Former Mayor Mike Navarre chose not to comment on Bagley's first year in office; however, assembly member Jack Brown gave Bagley high marks.

"He's done an excellent job," said Brown, praising Bagley for his presence at borough events, his involvement in economic development issues, the staff he's put together and his involvement with land issues.

Assembly member Bill Popp also offered an assessment of the mayor's first year.

"I think the mayor is very earnest in the things he tried to do, but had a lot of problems getting his hands around the way the administration worked," Popp said.

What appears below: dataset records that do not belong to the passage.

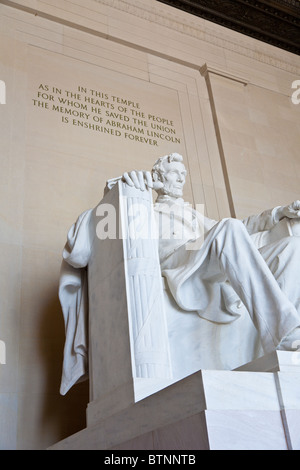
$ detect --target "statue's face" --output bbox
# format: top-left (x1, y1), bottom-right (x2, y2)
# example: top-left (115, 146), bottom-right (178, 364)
top-left (162, 162), bottom-right (186, 197)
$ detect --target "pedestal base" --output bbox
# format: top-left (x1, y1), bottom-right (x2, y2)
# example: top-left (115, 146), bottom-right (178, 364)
top-left (50, 351), bottom-right (300, 450)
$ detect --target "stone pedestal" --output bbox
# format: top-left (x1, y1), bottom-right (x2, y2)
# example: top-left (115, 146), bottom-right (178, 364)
top-left (50, 351), bottom-right (300, 450)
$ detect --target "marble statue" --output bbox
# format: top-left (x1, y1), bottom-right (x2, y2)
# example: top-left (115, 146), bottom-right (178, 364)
top-left (60, 153), bottom-right (300, 394)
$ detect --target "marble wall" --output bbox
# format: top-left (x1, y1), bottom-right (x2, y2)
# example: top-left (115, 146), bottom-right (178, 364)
top-left (0, 0), bottom-right (300, 449)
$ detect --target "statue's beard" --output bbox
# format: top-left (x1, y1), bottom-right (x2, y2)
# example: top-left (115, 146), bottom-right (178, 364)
top-left (160, 186), bottom-right (183, 197)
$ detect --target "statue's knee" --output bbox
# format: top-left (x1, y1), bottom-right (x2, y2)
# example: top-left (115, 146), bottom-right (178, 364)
top-left (223, 218), bottom-right (246, 233)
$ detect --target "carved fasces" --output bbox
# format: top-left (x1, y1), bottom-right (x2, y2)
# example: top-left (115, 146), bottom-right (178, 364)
top-left (118, 181), bottom-right (172, 378)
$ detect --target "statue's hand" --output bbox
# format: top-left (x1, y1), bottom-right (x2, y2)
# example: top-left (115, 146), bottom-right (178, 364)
top-left (122, 170), bottom-right (163, 191)
top-left (279, 200), bottom-right (300, 219)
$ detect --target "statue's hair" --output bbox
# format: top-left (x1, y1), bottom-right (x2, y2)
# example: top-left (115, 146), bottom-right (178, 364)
top-left (152, 153), bottom-right (183, 181)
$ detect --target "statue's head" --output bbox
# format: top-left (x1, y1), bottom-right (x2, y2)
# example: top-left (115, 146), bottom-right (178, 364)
top-left (152, 153), bottom-right (186, 197)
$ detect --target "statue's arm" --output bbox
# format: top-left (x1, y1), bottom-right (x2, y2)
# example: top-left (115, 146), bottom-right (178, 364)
top-left (104, 170), bottom-right (163, 195)
top-left (243, 201), bottom-right (300, 234)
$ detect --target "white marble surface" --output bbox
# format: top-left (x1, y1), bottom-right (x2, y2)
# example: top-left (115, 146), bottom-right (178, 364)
top-left (48, 352), bottom-right (300, 450)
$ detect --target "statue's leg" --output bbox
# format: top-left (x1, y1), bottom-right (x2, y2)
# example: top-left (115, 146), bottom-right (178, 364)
top-left (259, 237), bottom-right (300, 315)
top-left (209, 219), bottom-right (300, 352)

He credited Bagley for his work on the road service area mill rate, but passed on offering suggestions for the future.

"If I was going to offer suggestions, I would do it personally," Popp said. "He's had a somewhat rough first year, relations were not the best between the mayor and the borough assembly, but the second year holds opportunities for a better working relationship."

Bagley agreed his relationship with the assembly has been rocky at times.

"We do have some differences, but 90 percent of the issues we're in agreement on. It's the 10 percent that seems to make the paper all the time."